"Tennessee race in national spotlight" reads the headline in the edition of Monday, 25 July.
The story makes the not-very-profound observation that the U.S. Senate race coming up in 2006 will attract national attention, not too hard to figure out since the battle between the two old parties for control of the various parts of the federal government is ongoing, and each jostles fiercely with the other for any advantage.
Senator Bill Frist is retiring. Good.
He is just another big-government Republican, but he is, for some reason, important in politics, being the majority leader in the Senate, and being a likely candidate for president, which tells us something about the quality or lack thereof of old-party candidates.

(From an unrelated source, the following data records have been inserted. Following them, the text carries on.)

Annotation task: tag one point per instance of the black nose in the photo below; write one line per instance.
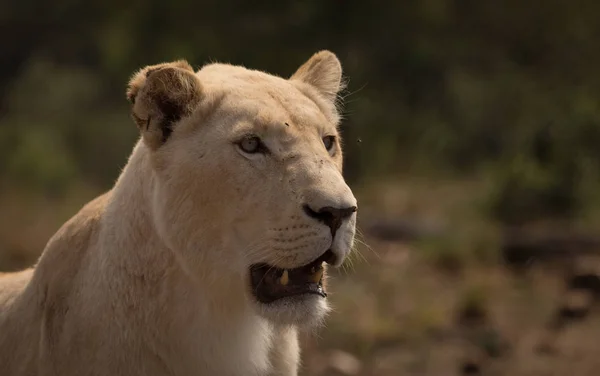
(332, 217)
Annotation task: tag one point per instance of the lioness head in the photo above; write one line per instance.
(247, 173)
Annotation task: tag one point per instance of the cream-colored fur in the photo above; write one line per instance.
(151, 278)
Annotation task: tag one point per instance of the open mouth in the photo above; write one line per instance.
(270, 283)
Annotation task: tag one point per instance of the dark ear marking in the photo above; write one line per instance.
(161, 96)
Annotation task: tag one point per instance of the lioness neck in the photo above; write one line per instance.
(112, 293)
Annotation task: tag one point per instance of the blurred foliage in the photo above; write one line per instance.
(436, 86)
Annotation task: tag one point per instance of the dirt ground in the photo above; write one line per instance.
(440, 307)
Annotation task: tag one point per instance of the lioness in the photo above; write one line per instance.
(208, 254)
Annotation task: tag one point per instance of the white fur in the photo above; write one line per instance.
(152, 277)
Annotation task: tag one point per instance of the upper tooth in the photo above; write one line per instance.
(284, 278)
(317, 276)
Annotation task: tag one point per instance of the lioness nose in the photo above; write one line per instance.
(330, 216)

In the story is discussion from one Larry Sabato, identified as director of the University of Virginia's Center for Politics, and apparently the only non-candidate ever applied to for discussion of American politics.
Not to take away from Dr. Sabato's expertise, but surely there are other people just as expert, SOMEwhere in the country, who could be interviewed at least once in a while.
The story, by a staff writer, contains this sentence: "Tennessee, Maryland, Minnesota and Vermont each have an open Senate seat in 2006 ..."
What is really puzzling is why apparently no "copy editor," if there really is anyone on the paper's staff who qualifies for that title, ever seems to know about noun-verb agreement. Reporters should get it right, of course, but certainly some editor should catch such errors.
Constantly, the Times Free Press publishes that kind of sloppy sentence with noun-verb disagreement, many of which we have referenced here.
It is reminiscent of Casey Stengel's asking, while managing the hapless early New York Mets, "Doesn't anybody here know how to play this game?"